Ziyaretimize Gençlerbirliği teknik direktörü Ersun Yanal gelmişti... Önce "dışarıyı" anlattı: Pek çok ülkeye gittik... Örneğin Portekiz'e... Bizi alkışlarla karşıladılar.
Sonra "içeriyi" anlatmaya başladı:
- Deplasmana gidiyoruz... Tam bir terör havası... Etrafımızı sarıp, bağırmaya başlıyorlar: Ölmeye, ölmeye, ölmeye geldik.
Ve bize sordu:
- Ne olacak bu işin sonu?
***
Ankara Milletvekili Dr. Muzaffer Kurtulmuşoğlu (CHP), Gençlerbirliği üyesi.
"İçerideki" maçlara da gider, "dışarıdakilere" de.
"Portekiz'deki maçta ben de vardım" dedi:
- Stadın dışı mükemmeldi... İçi, daha da mükemmel.
Ve devam etti:
- Anladım ki orada "baştaki balık" taze... Kokmuyor.
Sonra da "noktayı" koydu:
- Futbolda terörü yönetici tetikliyor... Yönetici bu işlere çanak tutmasa, statlarda hiçbir olay olmaz.
***
Muzaffer bey bir de "kanun teklifi" hazırlamış.
Teklif "oldukça ağır cezalarla" dolu.
CHP milletvekilinin bir talebi var:
- Hükümet, sporda şiddetin önlenmesi için tasarı hazırladı... Destekliyorum... Ve benim kanun teklifimin, hükümet tasarısı ile birleştirilmesini rica ediyorum.
***
- Muzaffer bey... Hükümet tasarısını destekliyor musunuz?
- Ben dersine iyi çalışan bir milletvekiliyim... Bunu bütün CHP'liler bilir... Hükümet, iyi iş yapıyorsa, destekliyorum... Yanlış yapıyorsa, düzeltmek için uğraşıyorum.
***
Seyirci maça "kesici ve delici aletlerle" gelmiş.
Polis de bunları almış.
Seyirci, polisi mahkemeye vermiş:
"Benim malımı gaspetti" diye.
Mahkeme de "seyirciyi haklı bulmuş."
Milletvekili Kurtulmuşoğlu tepkili:
- Buyur şimdi buradan yak... Gel, işin içinden çık... O polis bir daha stada girenin üstünü arayıp da başını derde sokar mı?
***
Hükümet tasarısında "bazı cezalar" var.
Adalet Komisyonu Başkanı Köksal Toptan bize dedi ki:
- Sporda şiddeti önlemek için hükümetin öngördüğü cezaları daha da artıracağız.
CHP Milletvekili Muzaffer beye gelince:
- Sayın Toptan'a katılıyorum... Ama bir şartla... Cezayı öyle bir artıracaksın ki... Kulüp başkanına öyle bir ceza vereceksin ki... İflahı kesilecek.
***
Köksal Toptan, sporda şiddete "hapis cezasından" yana.
Ya CHP'li Dr.
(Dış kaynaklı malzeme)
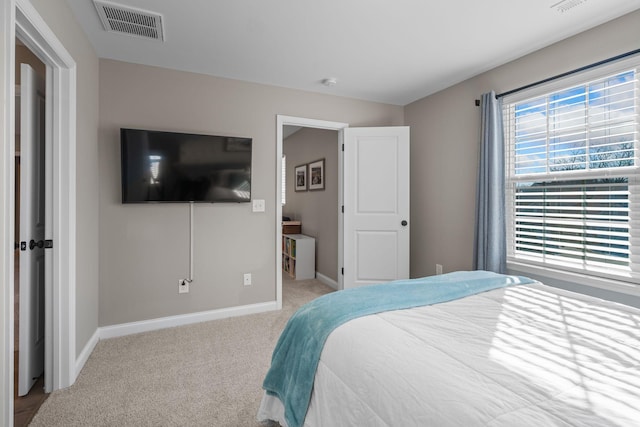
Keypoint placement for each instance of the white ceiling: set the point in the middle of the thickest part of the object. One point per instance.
(391, 51)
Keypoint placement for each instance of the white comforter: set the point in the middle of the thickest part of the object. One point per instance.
(527, 355)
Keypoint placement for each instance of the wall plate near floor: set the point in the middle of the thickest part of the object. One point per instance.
(183, 286)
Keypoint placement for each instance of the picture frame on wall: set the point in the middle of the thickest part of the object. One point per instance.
(301, 178)
(316, 175)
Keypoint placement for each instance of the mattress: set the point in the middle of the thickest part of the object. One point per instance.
(518, 356)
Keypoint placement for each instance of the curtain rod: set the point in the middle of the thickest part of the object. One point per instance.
(568, 73)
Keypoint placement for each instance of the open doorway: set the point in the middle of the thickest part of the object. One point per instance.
(29, 291)
(311, 156)
(60, 350)
(285, 124)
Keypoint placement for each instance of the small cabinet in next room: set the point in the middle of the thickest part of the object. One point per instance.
(299, 256)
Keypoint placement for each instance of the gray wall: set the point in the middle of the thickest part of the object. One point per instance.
(144, 248)
(318, 210)
(445, 136)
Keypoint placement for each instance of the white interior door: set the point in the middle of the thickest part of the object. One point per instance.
(32, 229)
(376, 205)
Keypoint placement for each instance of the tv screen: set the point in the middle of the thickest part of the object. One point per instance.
(179, 167)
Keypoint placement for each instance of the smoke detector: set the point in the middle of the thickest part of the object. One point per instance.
(127, 20)
(565, 5)
(329, 81)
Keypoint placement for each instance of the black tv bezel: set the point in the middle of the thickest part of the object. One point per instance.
(123, 162)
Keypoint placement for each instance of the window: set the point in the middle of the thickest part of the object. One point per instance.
(572, 179)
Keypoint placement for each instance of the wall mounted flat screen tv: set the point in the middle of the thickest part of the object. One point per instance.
(180, 167)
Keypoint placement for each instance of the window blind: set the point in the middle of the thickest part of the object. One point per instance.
(572, 186)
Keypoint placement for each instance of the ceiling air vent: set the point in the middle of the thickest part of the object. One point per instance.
(127, 20)
(565, 5)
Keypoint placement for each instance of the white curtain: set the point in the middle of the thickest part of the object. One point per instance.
(490, 230)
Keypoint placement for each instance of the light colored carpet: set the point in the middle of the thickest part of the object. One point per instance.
(206, 374)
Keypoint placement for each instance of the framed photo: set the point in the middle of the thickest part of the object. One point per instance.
(301, 178)
(316, 175)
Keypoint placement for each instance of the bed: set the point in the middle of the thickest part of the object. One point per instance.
(515, 355)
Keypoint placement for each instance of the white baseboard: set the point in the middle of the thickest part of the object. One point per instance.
(86, 352)
(327, 281)
(123, 329)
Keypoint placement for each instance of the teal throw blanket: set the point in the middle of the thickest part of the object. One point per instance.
(296, 356)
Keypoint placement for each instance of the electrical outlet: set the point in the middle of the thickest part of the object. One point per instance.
(258, 205)
(183, 286)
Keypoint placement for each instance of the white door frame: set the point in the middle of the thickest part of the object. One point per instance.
(22, 20)
(309, 123)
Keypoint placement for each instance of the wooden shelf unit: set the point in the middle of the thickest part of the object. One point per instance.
(299, 256)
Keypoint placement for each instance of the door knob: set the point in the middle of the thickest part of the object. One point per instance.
(33, 244)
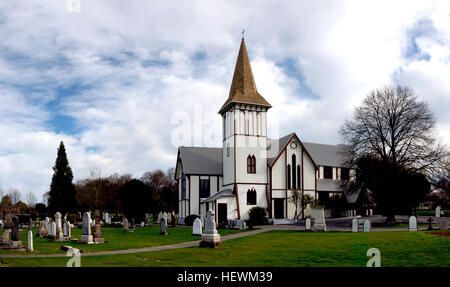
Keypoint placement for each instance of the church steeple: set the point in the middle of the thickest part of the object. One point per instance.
(243, 88)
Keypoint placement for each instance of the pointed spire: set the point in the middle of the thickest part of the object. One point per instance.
(243, 88)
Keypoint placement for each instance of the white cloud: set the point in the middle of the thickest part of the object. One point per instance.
(122, 70)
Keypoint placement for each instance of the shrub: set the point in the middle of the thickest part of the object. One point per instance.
(189, 220)
(257, 216)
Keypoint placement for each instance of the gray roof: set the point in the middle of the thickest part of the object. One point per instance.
(276, 146)
(201, 160)
(329, 185)
(327, 155)
(223, 193)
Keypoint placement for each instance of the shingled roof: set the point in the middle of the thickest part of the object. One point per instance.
(201, 160)
(243, 88)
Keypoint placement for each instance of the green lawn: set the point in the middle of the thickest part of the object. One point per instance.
(115, 239)
(285, 248)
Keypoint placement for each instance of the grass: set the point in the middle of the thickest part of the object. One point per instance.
(115, 239)
(285, 248)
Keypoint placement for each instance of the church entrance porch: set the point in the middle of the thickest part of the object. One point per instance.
(222, 213)
(278, 204)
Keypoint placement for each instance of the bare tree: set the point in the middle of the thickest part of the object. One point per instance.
(30, 199)
(398, 128)
(393, 127)
(15, 195)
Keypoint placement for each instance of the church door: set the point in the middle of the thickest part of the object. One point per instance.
(279, 208)
(222, 213)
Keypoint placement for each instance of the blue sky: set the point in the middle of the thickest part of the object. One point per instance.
(119, 80)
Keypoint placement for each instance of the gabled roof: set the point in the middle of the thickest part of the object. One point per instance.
(201, 160)
(327, 155)
(243, 87)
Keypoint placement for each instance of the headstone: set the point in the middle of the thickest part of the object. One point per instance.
(30, 241)
(443, 224)
(308, 224)
(197, 227)
(412, 223)
(125, 223)
(162, 227)
(159, 217)
(430, 220)
(4, 241)
(355, 225)
(86, 237)
(59, 231)
(97, 233)
(47, 225)
(165, 218)
(67, 231)
(366, 227)
(15, 234)
(174, 219)
(438, 211)
(319, 220)
(210, 237)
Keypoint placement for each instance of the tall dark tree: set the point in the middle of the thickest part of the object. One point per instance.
(62, 190)
(396, 130)
(135, 197)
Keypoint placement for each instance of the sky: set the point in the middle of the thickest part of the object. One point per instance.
(124, 83)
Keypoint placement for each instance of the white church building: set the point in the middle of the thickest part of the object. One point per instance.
(250, 169)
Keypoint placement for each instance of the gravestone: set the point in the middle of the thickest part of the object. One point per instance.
(131, 226)
(159, 217)
(97, 233)
(30, 241)
(438, 211)
(443, 224)
(366, 227)
(210, 237)
(412, 223)
(174, 219)
(197, 227)
(86, 237)
(165, 218)
(162, 227)
(308, 224)
(43, 232)
(15, 234)
(319, 220)
(4, 241)
(125, 223)
(59, 231)
(67, 231)
(355, 225)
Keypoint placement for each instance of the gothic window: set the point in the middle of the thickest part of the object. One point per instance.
(204, 188)
(251, 164)
(251, 197)
(289, 176)
(328, 172)
(345, 173)
(294, 182)
(183, 186)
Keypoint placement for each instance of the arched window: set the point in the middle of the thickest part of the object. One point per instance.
(294, 182)
(251, 197)
(289, 176)
(251, 164)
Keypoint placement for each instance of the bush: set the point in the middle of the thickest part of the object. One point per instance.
(257, 216)
(189, 221)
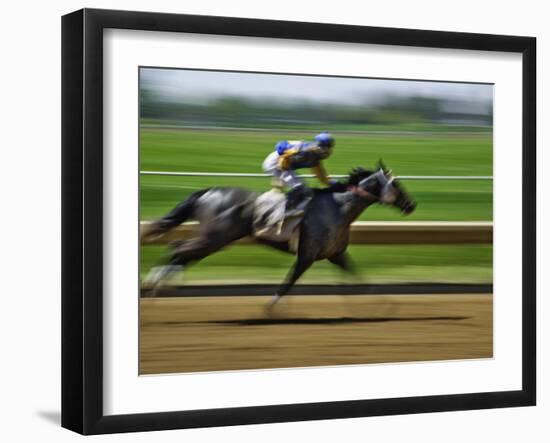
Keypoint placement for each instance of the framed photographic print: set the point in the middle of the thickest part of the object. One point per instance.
(269, 221)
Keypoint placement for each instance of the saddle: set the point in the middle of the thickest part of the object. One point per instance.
(270, 221)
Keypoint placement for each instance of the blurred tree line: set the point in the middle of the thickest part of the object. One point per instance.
(244, 112)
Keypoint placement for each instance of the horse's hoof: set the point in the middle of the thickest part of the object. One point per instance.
(271, 305)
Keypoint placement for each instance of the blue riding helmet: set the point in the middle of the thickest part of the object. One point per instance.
(325, 140)
(282, 146)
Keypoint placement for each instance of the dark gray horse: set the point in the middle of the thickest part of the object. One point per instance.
(226, 215)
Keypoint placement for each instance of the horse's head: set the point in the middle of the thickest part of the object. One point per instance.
(384, 186)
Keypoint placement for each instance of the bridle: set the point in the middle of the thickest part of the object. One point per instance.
(388, 192)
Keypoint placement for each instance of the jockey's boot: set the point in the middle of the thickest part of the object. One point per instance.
(294, 198)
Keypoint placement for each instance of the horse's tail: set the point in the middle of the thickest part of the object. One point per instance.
(175, 217)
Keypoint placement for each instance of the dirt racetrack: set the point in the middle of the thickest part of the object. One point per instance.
(188, 334)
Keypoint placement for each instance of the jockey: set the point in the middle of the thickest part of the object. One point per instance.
(289, 156)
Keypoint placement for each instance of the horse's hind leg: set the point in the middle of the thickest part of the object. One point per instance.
(344, 262)
(301, 265)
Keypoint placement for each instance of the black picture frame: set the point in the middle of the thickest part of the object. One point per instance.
(82, 218)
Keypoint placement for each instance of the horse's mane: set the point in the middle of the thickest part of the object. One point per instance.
(354, 177)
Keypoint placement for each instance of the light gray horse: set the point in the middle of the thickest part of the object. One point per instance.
(226, 215)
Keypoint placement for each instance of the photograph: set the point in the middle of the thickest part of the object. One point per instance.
(296, 221)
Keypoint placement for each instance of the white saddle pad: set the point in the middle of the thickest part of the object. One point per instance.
(269, 221)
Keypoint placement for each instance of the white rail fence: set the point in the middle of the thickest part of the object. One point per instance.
(247, 175)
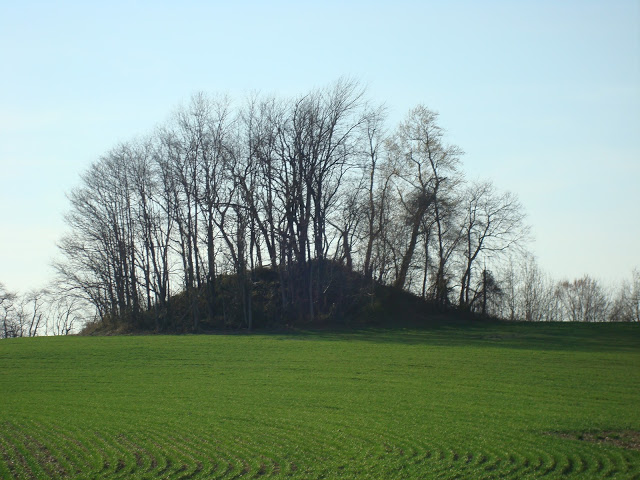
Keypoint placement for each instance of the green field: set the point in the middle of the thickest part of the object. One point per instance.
(484, 401)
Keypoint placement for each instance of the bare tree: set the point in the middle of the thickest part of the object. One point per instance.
(626, 304)
(429, 171)
(8, 313)
(584, 300)
(493, 225)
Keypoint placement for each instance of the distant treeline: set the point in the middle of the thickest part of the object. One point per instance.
(224, 196)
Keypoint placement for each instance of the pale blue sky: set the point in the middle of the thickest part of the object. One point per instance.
(544, 97)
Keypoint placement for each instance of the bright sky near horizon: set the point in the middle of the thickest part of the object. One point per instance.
(543, 96)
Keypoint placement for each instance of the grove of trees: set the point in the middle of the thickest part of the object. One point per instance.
(188, 224)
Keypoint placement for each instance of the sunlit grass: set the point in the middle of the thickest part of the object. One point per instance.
(497, 400)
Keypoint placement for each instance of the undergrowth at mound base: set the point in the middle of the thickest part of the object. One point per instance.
(486, 401)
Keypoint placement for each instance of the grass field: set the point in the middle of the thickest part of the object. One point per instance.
(484, 401)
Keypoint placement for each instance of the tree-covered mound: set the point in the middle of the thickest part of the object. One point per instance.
(257, 301)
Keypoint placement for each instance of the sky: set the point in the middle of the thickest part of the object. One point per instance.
(543, 97)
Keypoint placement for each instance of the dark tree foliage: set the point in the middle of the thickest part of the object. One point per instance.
(280, 211)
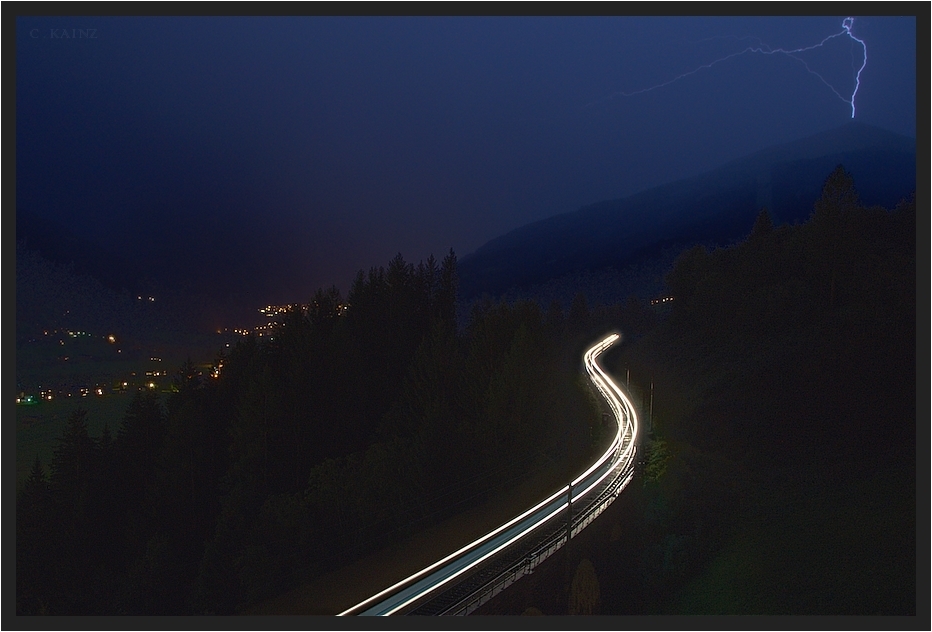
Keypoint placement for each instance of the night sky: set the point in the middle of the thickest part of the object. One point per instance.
(266, 157)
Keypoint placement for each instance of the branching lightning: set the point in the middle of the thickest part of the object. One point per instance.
(764, 49)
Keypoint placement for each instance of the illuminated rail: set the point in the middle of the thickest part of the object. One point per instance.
(594, 490)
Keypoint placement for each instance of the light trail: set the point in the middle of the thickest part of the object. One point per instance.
(617, 459)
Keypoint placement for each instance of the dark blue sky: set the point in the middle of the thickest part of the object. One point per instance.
(273, 156)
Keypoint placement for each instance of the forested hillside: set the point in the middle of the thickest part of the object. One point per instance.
(355, 423)
(780, 473)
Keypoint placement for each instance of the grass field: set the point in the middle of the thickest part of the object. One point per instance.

Kurtulmuşoğlu:
- Hay Köksal beyin atasına rahmet.
***
Muzaffer bey dedi ki:
- Ben Elazığ'da yedi yıl başhekimlik yaptım... Gittiğimde hastane perişandı... Ben ayrılırken ise Elazığ ağlıyordu.
- Muzaffer bey... Bunun, sporda şiddet konusu ile ne ilgisi var.
- Çok ilgisi var... Hastanede bir gün, en başarılı, en sevdiğim hemşirenin açığını gördüm... En ağır cezayı verdim... Sonra da odama gidip ağladım... Hastanede bir anda her şey düzeliverdi.
***
- Başka nerede görev yaptınız?
- Akçakoca'da... Kaymakam Vekilliği... Başhekimlik... Spor Kulübü Başkanlığı... Orada o zaman mafya falan vardı... Deli Yılmaz diye bir mafya lideri vardı... Hepsi mum gibi oldu.
- Nasıl başardınız?
- Eğer baştaki balık kokmazsa... Göz yummazsa... Yolsuzluk yapanla veya mafyayla işbirliğine girmezse... İşler öyle bir düzeliverir ki.
***
Ersun Hoca bize "gerçekten, sporda şiddet önlenecek mi" diye sordu.
Dr. Muzaffer bey "önlenecek" dedi:
- Hükümetimize yardımcı olacağız... Önleyeceğiz.
- Hem muhalefet milletvekilisiniz... Hem de "hükümetimiz" gibi sıcak ifadeler kullanıyorsunuz... İlginç.
- Ben ilginç adamım... Bu yüzden Meclis'te bana "Baba" derler, "Marko Paşa" derler, "Muzaffer Abi" derler. Size hayatımı bir anlatsam... Film gibi.